Agrawal Kanhaiya, Walia Rama, Singh Jayant Satyam, Das Liza, Chaudhary Shakun, Suri Vanita, Bhadada Sanjay Kumar
Department of Endocrinology, PGIMER, Chandigarh, 160012 India.
Department of Obstetrics and Gynecology, PGIMER, Chandigarh, 160012 India.
J Obstet Gynaecol India. 2022 Aug;72(Suppl 1):48-54. doi: 10.1007/s13224-021-01532-8. Epub 2021 Aug 8.
Pheochromocytoma during pregnancy is a rare cause of secondary hypertension with lethal consequences to both mother and fetus. As patients are young, the possibility of syndromic associations like MEN-2, VHL, NF-1, etc., needs to be considered.
Three primigravida were diagnosed before the 20th week of gestation when they presented with classical triad of pheochromocytoma.
Diagnosis of pheochromocytoma was confirmed by 24 h urinary metanephrine/normetanephrine or epinephrine/norepinephrine levels. Non-contrast MRI abdomen could localize the tumor. One patient had medullary thyroid carcinoma with hyperparathyroidism, indicative of MEN-2A. Another patient had brain stem hemangioblastoma, pancreatic cysts and family history of spinal hemangioblastoma, so diagnosed to have Von Hippel-Lindau (VHL) syndrome. Whereas, the third patient had sporadic pheochromocytoma. Preoperatively, they required antihypertensive medications including prazosin and metoprolol. They underwent laparoscopic/open adrenalectomy between 19th and 21st week of gestation without complication. Histopathology in all the three patients revealed low-grade pheochromocytoma by pheochromocytoma of the adrenal gland scaled score. None required antihypertensive medications after surgery. All the three newborns were small for gestational age, while one neonate expired due to intra-cardiac rhabdomyoma. So, the timely evaluation and surgical intervention for pheochromocytoma avoid lethal consequences.
Pregnancy leads to unmasking of pheochromocytoma as it is physiological stress. The syndromic association is more frequent as the population is younger. A poor fetal outcome like IUGR can be explained by endovascular changes in uterine vessel or due to the associated manifestations of MEN-2A, VHL syndromes. Family members should be screened for associated syndromic feature.
妊娠期嗜铬细胞瘤是继发性高血压的罕见病因,对母亲和胎儿均有致命后果。由于患者较为年轻,需要考虑诸如MEN-2、VHL、NF-1等综合征关联的可能性。

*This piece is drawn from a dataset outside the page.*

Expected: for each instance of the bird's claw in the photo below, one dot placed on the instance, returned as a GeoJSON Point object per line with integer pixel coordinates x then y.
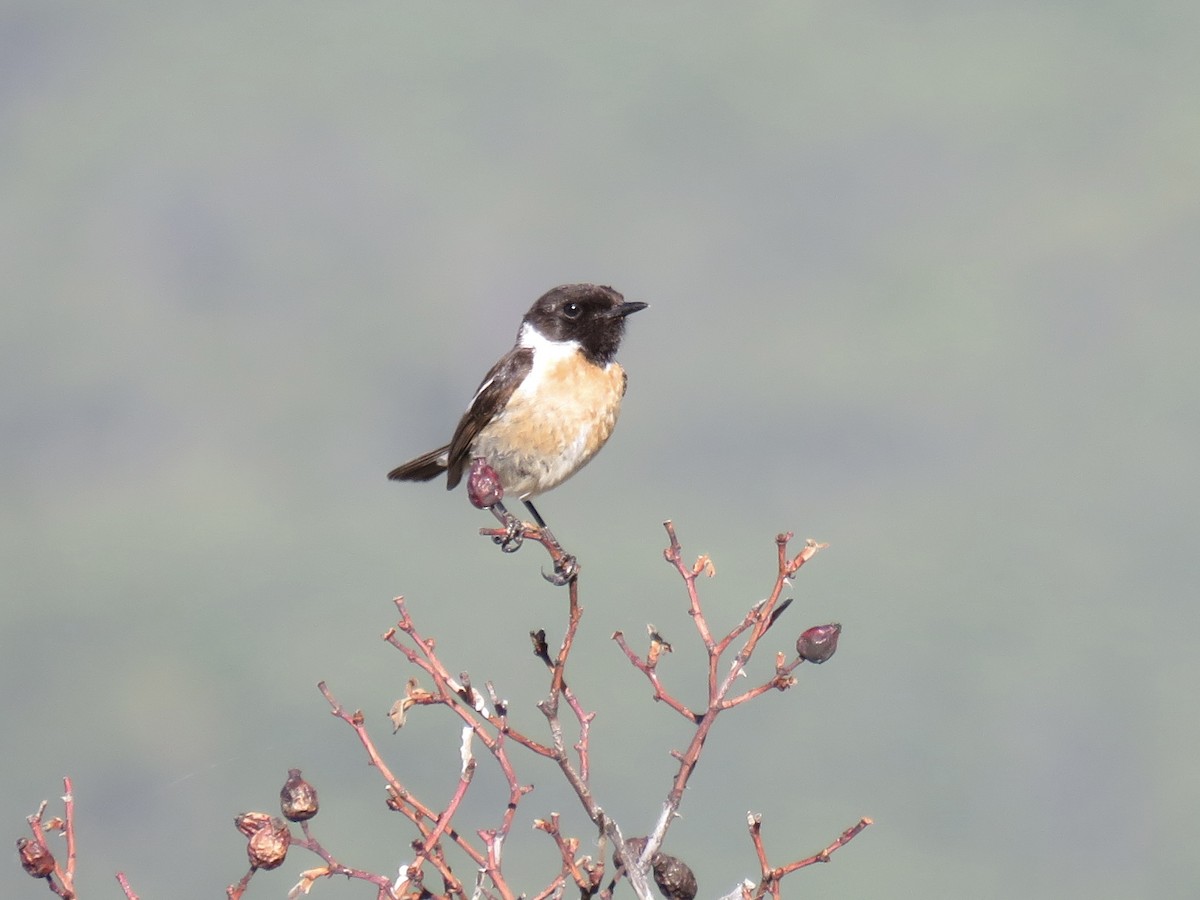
{"type": "Point", "coordinates": [510, 541]}
{"type": "Point", "coordinates": [567, 569]}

三名初产妇在妊娠20周前出现嗜铬细胞瘤的典型三联征时被诊断。
通过24小时尿间甲肾上腺素/去甲间甲肾上腺素或肾上腺素/去甲肾上腺素水平确诊嗜铬细胞瘤。腹部非增强MRI可定位肿瘤。一名患者患有甲状腺髓样癌伴甲状旁腺功能亢进,提示MEN-2A。另一名患者患有脑干血管母细胞瘤、胰腺囊肿且有脊髓血管母细胞瘤家族史,因此被诊断为冯·希佩尔-林道(VHL)综合征。而第三名患者患有散发性嗜铬细胞瘤。术前,她们需要使用包括哌唑嗪和美托洛尔在内的降压药物。她们在妊娠第19至21周接受了腹腔镜/开放性肾上腺切除术,无并发症发生。所有三名患者的组织病理学检查根据肾上腺嗜铬细胞瘤分级评分显示为低级别嗜铬细胞瘤。术后均无需降压药物。所有三名新生儿均小于胎龄儿,其中一名新生儿因心脏横纹肌瘤死亡。因此,对嗜铬细胞瘤进行及时评估和手术干预可避免致命后果。
妊娠会因生理应激导致嗜铬细胞瘤显现。由于患者群体较为年轻,综合征关联更为常见。如胎儿宫内生长受限等不良胎儿结局可通过子宫血管的血管内变化或由于MEN-2A、VHL综合征的相关表现来解释。应对家庭成员进行相关综合征特征的筛查。